3. Data and training
| Item | Value |
|---|---|
| Tissue / species | Mouse testis (Mus musculus), CF-1 strain; seminiferous tubules, H&E |
| Dataset | LuGot16/tubules (HuggingFace) |
| Train | 273 images — 11 animals, 2 slides per animal |
| Train / Validation | 273 / 49 images, random 85/15 split (seed 42) |
| Split level | Image-level random split (not grouped by animal) |
| Scale | 0.32 µm/px |
| Input | 512×512, ImageNet normalization |
| Classes | 0 = background, 1 = epithelium, 2 = lumen |
| Augmentation | Macenko (stain normalization) + geometric |
| Post-processing | largest connected component → morphological closing → hole filling → lumen cleanup |
| Inference | 8× TTA (4 rotations × 2 flips) |
4. Robustness, known biases, and scope
Generalization (animals / stain intensities / fixative):
- Note on validation: the train/validation split is random at the image level, not grouped by animal — so images from the same animal may appear in both sets. The validation metrics in Sections 1–2 may therefore be optimistic with respect to generalization to fully unseen animals. The strongest evidence for cross-animal generalization is the external test below (129 images from other animals and experiments, with different stains and fixatives).
- External test: 129 images from other animals and different experiments (the training set comprises 11 animals across 3 experiments; the external images come from outside that set), with widely varying stain intensities and different fixatives. Satisfactory segmentation on 128/129; the single failure was a patch of extremely thin epithelium left unsegmented in one image. Macenko stain normalization during training contributes to this tolerance to stain and fixation variation.
Known biases:
- Systematic area overestimation: ~+12% (tubule) and ~+8% (lumen) vs. manual tracing.

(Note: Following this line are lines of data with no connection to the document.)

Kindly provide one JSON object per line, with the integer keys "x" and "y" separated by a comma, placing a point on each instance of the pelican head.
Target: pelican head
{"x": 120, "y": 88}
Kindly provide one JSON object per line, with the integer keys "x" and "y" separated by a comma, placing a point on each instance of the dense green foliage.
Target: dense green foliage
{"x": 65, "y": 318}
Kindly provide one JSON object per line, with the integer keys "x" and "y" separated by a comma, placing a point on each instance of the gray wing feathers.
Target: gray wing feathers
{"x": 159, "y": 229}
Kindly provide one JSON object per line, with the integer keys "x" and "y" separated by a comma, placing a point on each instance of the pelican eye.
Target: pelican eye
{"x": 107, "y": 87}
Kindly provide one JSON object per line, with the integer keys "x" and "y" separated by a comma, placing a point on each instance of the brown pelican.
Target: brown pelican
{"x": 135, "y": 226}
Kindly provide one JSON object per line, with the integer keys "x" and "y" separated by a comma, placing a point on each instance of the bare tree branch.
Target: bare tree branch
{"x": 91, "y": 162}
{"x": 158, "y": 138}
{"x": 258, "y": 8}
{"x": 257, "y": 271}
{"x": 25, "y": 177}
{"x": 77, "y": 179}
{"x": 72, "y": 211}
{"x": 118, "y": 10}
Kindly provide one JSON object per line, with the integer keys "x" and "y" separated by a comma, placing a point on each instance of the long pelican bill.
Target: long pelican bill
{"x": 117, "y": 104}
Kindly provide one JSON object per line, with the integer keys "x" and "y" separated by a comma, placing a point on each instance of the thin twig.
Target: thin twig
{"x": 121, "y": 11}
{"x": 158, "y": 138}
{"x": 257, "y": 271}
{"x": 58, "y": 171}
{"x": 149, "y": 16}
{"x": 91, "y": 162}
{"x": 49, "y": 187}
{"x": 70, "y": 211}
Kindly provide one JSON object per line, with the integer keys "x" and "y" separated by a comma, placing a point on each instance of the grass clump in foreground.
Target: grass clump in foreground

It is systematic (r ≈ 0.99), attributable to the boundary convention (the model mask is slightly more generous than the manual freehand trace), not noise. It preserves shape (AR/roundness CCC ≈ 0.99). Do not correct with a factor derived from the validation set itself.

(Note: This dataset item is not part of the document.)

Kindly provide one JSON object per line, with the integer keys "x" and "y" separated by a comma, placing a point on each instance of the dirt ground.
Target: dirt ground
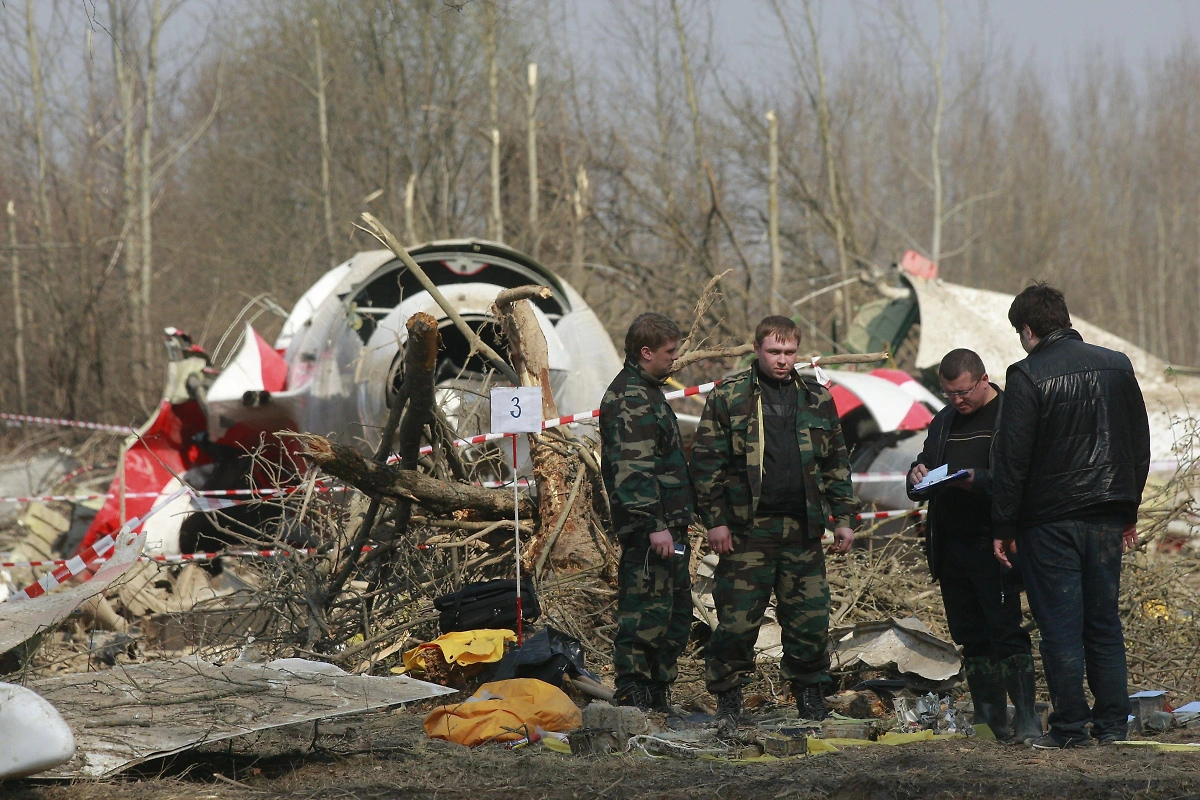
{"x": 388, "y": 756}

- Lumen perimeter: good mean agreement (CCC 0.93, bias ≈ 0) but wide LoA (±110 µm): varies case by case due to tracing convention.
Validated scope: single-tubule crops at 0.32 µm/px, H&E staining. Not validated on multi-tubule fields or other magnifications.
Attribution
Dataset curated by Lucila Gotfryd (image acquisition, annotation, design of the segmentation and morphometry approach, including the anatomically-motivated containment constraint and the choice to enforce tubular connectivity). Model implementation carried out with AI coding assistance under the author's direction.